9:16 vertical short. A barista in a black apron pulls a single
espresso shot, steam rising into the morning sun, rich crema slowly
forming. Close-up handheld, shallow DOF, warm cafe ambience and the
hiss of the steam wand.

Limitations

  • Duration cap 15s — for longer narratives, segment into multi-shot prompts and stitch.
  • Aspect ratios — only the 5 documented values; ultra-wide cinematic gets cropped or rejected.
  • Audio is in-pass only — you can't pass external audio to drive lip-sync. For audio-driven lip-sync, use Wan 2.7 (which accepts an audio_url) or Seedance 2.0 Pro.
  • No free image-to-video on this template — i2v is supported by HappyHorse via a separate pipeline; the t2v endpoint here is text-only.

Exit codes

The runcomfy CLI uses sysexits-style codes:

codemeaning
0success
64bad CLI args
65bad input JSON / schema mismatch (e.g. duration: 30 would 422)
69upstream 5xx
75retryable: timeout / 429
77not signed in or token rejected

Full reference: docs.runcomfy.com/cli/troubleshooting.

How it works

  1. The skill invokes runcomfy run happyhorse/happyhorse-1-0/text-to-video with a JSON body matching the schema.
  2. The CLI POSTs to https://model-api.runcomfy.net/v1/models/happyhorse/happyhorse-1-0/text-to-video with the user's bearer token.
  3. The Model API returns a request_id; the CLI polls GET .../requests/<id>/status every 2 seconds.
  4. On terminal status, the CLI fetches GET .../requests/<id>/result and downloads any URL whose host ends with .runcomfy.net or .runcomfy.com into --output-dir. Other URLs are listed but not fetched.
  5. Ctrl-C while polling sends POST .../requests/<id>/cancel so you don't get billed for GPU you stopped.

What this skill is not

Not a self-hosted video runner.
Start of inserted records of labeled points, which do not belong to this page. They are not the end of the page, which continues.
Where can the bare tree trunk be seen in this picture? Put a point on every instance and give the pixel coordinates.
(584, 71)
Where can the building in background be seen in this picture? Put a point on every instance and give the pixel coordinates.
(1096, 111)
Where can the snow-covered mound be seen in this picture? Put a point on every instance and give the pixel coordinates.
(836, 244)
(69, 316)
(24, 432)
Not a capability grant — depends on a working RunComfy account.

Security & Privacy

  • Token storage: runcomfy login writes the API token to ~/.config/runcomfy/token.json with mode 0600 (owner-only read/write). Set RUNCOMFY_TOKEN env var to bypass the file entirely in CI / containers.
  • Input boundary: the user prompt is passed as a JSON string to the CLI via --input. The CLI does NOT shell-expand the prompt; it transmits the JSON body directly to the Model API over HTTPS. No shell injection surface from prompt content.
  • Third-party content: image / mask / video URLs you pass are fetched by the RunComfy model server, not by the CLI on your machine. Treat external URLs as untrusted; image-based prompt injection is a known risk for any image-edit / video-edit model.
  • Outbound endpoints: only model-api.runcomfy.net (request submission) and *.runcomfy.net / *.runcomfy.com (download whitelist for generated outputs). No telemetry, no callbacks.
  • Generated-file size cap: the CLI aborts any single download > 2 GiB to prevent disk-fill from a malicious or runaway model output.